Dana Dabiri
Associate Professor
Advisor, AIA&A Student Section
dabiri@aa.washington.edu
Office: 316D Guggenheim
Phone: (206) 543-6067
PhD, Aerospace Engineering, University of California, San Diego
MS, Mechanical Engineering,
University of California, Berkeley
BS, Mechanical Engineering, University of California, San Diego
Dr. Dabiri joined the Department of Aeronautics and Astronautics during the winter of 2002. Previously, Dr. Dabiri completed his undergraduate work at the University of California at San Diego in Mechanical Engineering in 1985. He obtained his master's degree at University of California, Berkeley, and his doctorate degree in Aerospace and Mechanical Engineering at the University of California at San Diego in 1992, where he developed the Digital Particle Image Thermometry and Velocimetry method for studying thermally-varying and temporally evolving flows. He was then a Postdoctoral Research Fellow and Research Scientist at Caltech at the Graduate Aeronautics Laboratories, researching free-surface interaction with the near-surface turbulence, and developing novel diagnostic methods.

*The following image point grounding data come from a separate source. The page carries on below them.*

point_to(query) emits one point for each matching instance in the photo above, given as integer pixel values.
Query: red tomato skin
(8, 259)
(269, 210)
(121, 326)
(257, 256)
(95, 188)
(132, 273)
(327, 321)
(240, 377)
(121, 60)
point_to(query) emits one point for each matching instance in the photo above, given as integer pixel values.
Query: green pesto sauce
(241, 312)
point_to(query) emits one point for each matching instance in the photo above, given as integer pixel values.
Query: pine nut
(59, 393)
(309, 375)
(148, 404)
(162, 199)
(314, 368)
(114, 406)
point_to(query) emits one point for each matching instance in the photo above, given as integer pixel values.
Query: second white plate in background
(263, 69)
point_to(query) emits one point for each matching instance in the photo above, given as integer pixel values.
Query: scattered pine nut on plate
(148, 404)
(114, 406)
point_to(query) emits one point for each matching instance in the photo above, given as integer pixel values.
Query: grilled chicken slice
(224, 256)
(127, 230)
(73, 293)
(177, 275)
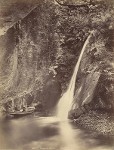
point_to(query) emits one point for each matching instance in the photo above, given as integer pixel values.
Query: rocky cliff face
(39, 52)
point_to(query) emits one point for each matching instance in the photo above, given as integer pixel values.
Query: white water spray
(66, 100)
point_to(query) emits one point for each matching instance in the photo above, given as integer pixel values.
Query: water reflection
(47, 134)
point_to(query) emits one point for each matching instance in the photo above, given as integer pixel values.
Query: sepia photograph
(56, 74)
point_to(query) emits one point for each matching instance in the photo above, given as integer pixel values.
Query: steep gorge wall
(47, 43)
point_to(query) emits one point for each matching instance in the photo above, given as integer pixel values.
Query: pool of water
(48, 133)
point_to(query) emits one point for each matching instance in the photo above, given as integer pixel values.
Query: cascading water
(66, 100)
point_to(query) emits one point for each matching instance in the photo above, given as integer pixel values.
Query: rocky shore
(101, 123)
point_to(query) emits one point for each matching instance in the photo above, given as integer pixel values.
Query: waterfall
(66, 100)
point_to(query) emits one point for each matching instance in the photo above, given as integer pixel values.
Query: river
(48, 133)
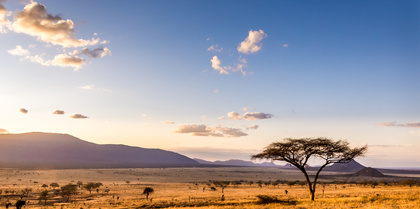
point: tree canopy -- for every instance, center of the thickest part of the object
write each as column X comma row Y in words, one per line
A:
column 298, row 151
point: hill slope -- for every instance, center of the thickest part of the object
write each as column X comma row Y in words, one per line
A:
column 48, row 150
column 240, row 163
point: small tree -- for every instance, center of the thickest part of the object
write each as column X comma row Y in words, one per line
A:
column 54, row 185
column 147, row 191
column 67, row 191
column 79, row 183
column 298, row 151
column 43, row 196
column 222, row 184
column 26, row 191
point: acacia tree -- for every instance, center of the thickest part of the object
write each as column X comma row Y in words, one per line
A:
column 147, row 191
column 298, row 151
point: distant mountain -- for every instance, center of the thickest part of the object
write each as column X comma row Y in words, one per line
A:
column 241, row 163
column 49, row 150
column 351, row 166
column 369, row 172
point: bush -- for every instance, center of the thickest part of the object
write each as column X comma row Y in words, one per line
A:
column 409, row 182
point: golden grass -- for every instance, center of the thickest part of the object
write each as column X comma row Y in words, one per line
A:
column 173, row 190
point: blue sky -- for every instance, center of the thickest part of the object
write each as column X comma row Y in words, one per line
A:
column 142, row 74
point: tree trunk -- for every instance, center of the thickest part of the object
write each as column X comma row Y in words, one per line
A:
column 312, row 195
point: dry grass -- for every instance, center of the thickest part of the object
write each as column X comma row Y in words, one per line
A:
column 183, row 187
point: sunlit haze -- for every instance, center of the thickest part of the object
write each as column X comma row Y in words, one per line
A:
column 215, row 80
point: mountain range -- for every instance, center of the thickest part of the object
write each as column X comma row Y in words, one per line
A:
column 50, row 150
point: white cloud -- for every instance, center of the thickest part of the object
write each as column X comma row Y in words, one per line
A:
column 61, row 60
column 251, row 43
column 204, row 130
column 256, row 115
column 3, row 131
column 215, row 48
column 215, row 64
column 98, row 52
column 64, row 60
column 253, row 127
column 78, row 116
column 88, row 87
column 35, row 21
column 23, row 110
column 240, row 67
column 234, row 115
column 247, row 116
column 19, row 51
column 4, row 23
column 58, row 112
column 395, row 124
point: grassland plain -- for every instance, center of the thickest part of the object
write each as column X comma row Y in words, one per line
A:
column 191, row 188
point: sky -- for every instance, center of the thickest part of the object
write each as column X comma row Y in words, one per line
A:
column 215, row 80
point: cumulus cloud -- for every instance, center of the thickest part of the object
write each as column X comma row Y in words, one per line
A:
column 35, row 21
column 240, row 67
column 253, row 127
column 234, row 115
column 65, row 60
column 252, row 43
column 58, row 112
column 256, row 115
column 78, row 116
column 215, row 48
column 395, row 124
column 88, row 87
column 247, row 116
column 4, row 23
column 19, row 51
column 215, row 64
column 204, row 130
column 23, row 110
column 61, row 60
column 95, row 53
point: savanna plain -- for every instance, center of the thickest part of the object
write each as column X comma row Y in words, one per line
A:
column 211, row 187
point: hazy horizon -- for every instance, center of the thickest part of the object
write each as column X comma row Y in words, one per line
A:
column 215, row 80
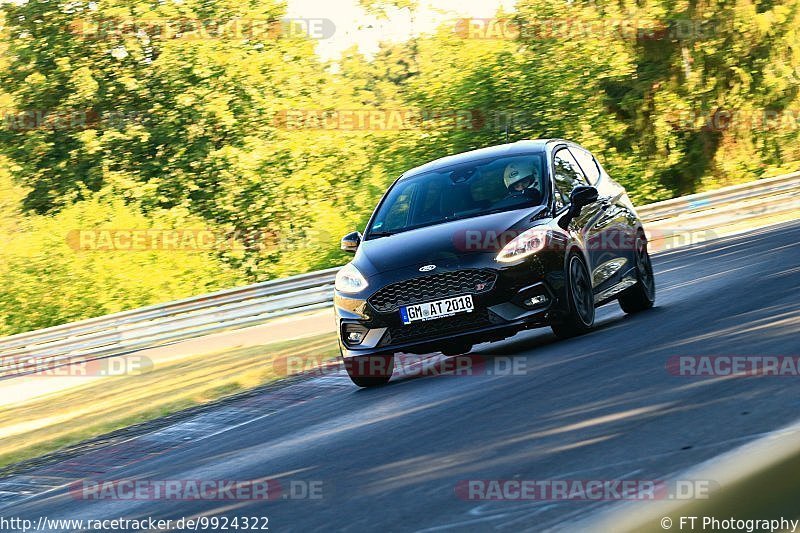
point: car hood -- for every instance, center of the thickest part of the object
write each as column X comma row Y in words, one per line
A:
column 445, row 245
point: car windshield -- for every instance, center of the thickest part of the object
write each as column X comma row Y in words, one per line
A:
column 461, row 191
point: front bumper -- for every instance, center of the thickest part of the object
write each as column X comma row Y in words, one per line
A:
column 520, row 298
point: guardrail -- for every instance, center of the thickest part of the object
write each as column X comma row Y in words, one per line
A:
column 155, row 325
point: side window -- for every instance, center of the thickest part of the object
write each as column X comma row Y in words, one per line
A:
column 587, row 163
column 397, row 217
column 567, row 174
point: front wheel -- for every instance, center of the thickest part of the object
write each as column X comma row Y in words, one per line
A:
column 370, row 370
column 580, row 301
column 642, row 295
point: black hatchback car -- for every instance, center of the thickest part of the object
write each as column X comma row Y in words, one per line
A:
column 477, row 246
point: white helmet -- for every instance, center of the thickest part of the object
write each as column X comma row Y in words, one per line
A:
column 518, row 171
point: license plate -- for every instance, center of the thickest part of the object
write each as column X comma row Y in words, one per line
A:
column 437, row 309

Dr. Dabiri's interests as an experimentalist is to study fundamental fluid flows through new and advanced quantitative flow imaging techniques. He has contributed to the highly successful DPIV (Digital Particle Image Velocimetry) technique and played a pivotal role in the team that pioneered the 3-component version of the DPIV technique (DDPIV), which allowed for full 3-D time-evolving interrogation of fluid flow fields. He has also pioneered the DPITV (Digital Particle Image Thermometry and Velocimetry) technique that allows for simultaneous temperature and velocity measurements. These methods have proven effective in flow interrogation and investigation, and he intends to further their use in the study of turbulence, mixing, vortex dynamics, and heat transfer problems.